Britain’s most criticised parcel delivery firm, Evri, distributed a £108 million dividend last year, only months after its acquisition by US private equity giant Apollo. This controversial payout occurred during the same period the company was once again rated the UK’s worst courier by regulator Ofcom, a title it retained for the third consecutive year as of October.
The dividend was paid to Evri’s parent company to service debts linked to its former owner, Advent, and to cover costs related to Apollo’s £2.7 billion takeover deal, completed in August. This financial manoeuvre has come to light as scrutiny of Evri’s operational standards intensifies. Customer complaints persist, with more than forty percent of respondents expressing dissatisfaction in the recent Ofcom survey, citing issues such as delivery delays and parcels abandoned in inappropriate locations.

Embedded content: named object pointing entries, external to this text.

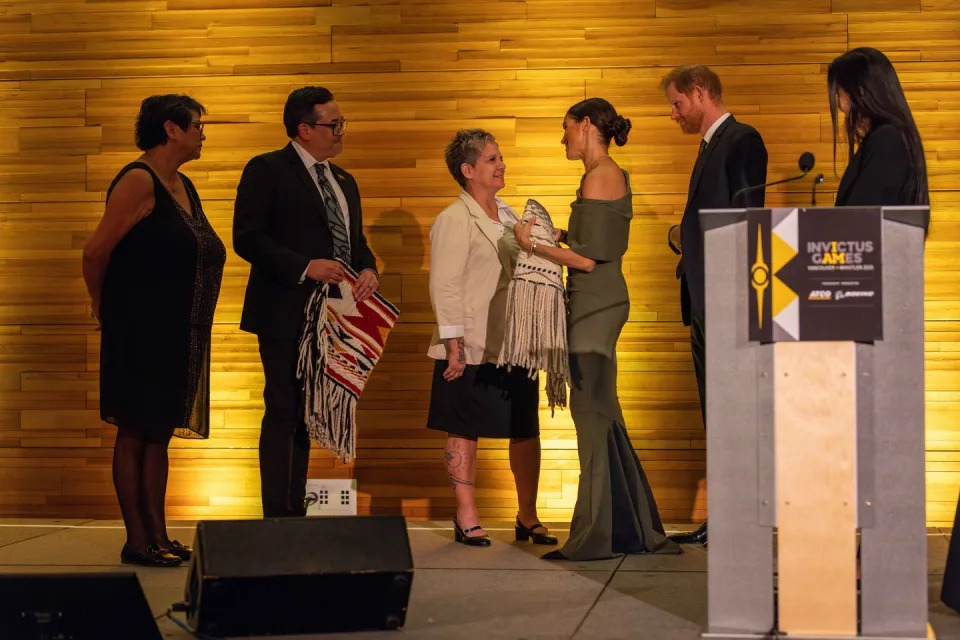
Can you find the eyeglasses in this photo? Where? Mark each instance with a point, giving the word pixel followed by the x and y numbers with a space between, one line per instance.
pixel 337 127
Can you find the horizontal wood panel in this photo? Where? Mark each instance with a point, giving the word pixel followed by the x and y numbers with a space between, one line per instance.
pixel 407 74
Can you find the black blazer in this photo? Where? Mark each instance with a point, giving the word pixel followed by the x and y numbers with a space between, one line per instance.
pixel 279 226
pixel 735 158
pixel 879 172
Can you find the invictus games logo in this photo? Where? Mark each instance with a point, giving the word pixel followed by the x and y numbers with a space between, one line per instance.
pixel 838 252
pixel 760 276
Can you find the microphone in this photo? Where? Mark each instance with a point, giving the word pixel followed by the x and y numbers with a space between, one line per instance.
pixel 805 163
pixel 813 193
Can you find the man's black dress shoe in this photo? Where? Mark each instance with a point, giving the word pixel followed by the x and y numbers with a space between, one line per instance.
pixel 180 550
pixel 154 557
pixel 699 536
pixel 460 535
pixel 524 533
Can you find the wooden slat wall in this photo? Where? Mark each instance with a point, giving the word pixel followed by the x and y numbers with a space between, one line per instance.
pixel 407 74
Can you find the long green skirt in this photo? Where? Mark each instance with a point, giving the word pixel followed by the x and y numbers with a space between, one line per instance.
pixel 615 511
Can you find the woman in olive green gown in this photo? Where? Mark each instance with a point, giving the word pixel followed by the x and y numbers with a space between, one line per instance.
pixel 615 511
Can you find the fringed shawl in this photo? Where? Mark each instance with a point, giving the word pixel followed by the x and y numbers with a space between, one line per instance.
pixel 340 343
pixel 535 332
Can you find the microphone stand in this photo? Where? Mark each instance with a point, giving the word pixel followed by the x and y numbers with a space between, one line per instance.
pixel 813 193
pixel 733 200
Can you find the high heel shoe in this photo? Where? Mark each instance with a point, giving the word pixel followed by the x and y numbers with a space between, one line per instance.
pixel 154 557
pixel 524 533
pixel 182 551
pixel 460 535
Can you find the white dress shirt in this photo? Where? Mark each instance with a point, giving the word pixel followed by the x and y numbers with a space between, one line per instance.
pixel 713 128
pixel 309 162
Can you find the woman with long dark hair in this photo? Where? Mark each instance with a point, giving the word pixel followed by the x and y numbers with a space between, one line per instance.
pixel 886 165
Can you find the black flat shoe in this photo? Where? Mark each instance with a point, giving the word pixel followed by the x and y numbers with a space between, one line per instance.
pixel 154 557
pixel 524 533
pixel 699 536
pixel 180 550
pixel 460 535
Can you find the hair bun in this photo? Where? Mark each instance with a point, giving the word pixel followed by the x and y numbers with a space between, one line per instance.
pixel 621 127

Consumer advocates remain critical. Lisa Webb, consumer law expert at Which, noted recurring problems among delivery firms, with one in four shoppers facing complications last Christmas. She emphasised the importance of adequate customer service, especially during peak periods. According to Evri, the business has invested £100 million towards service and operations over the past three years, including a dedicated £30 million for the current festive season. The company also referenced a Citizens Advice league table ranking, positioning Evri joint third out of five national carriers, alongside DPD and ahead of Yodel.
According to representatives, the group has not paid dividends to shareholders in any of the last three years, despite the significant dividend paid to its parent group. The surging demand for parcel delivery in the UK has contributed to both operational strains and financial windfalls for Evri and its competitors, with a record 4.2 billion parcels handled nationwide last year, signalling the ongoing effects of the e-commerce boom.
Despite a litany of complaints, Evri reported record pre-tax profits of £176 million last year, supported by revenues of £1.9 billion and an eleven percent increase in parcel traffic, surpassing 800 million items. Growth has continued into the current financial year, and following the acquisition of DHL’s e-commerce business, Evri now manages over one billion parcels annually, representing a quarter of the UK market. A further acquisition of Coll8 aims to enhance cross-border logistics, particularly in Ireland and through the European Union.
A spokesperson highlighted Citizens Advice’s recognition of Evri’s improvement trajectory in its independent assessment, while underscoring decades of investment totalling £250 million to support operational resilience and service enhancements. With parcel volumes rising consistently, Evri asserts this reflects sustained confidence from clients and customers in its capacity to meet mounting demand.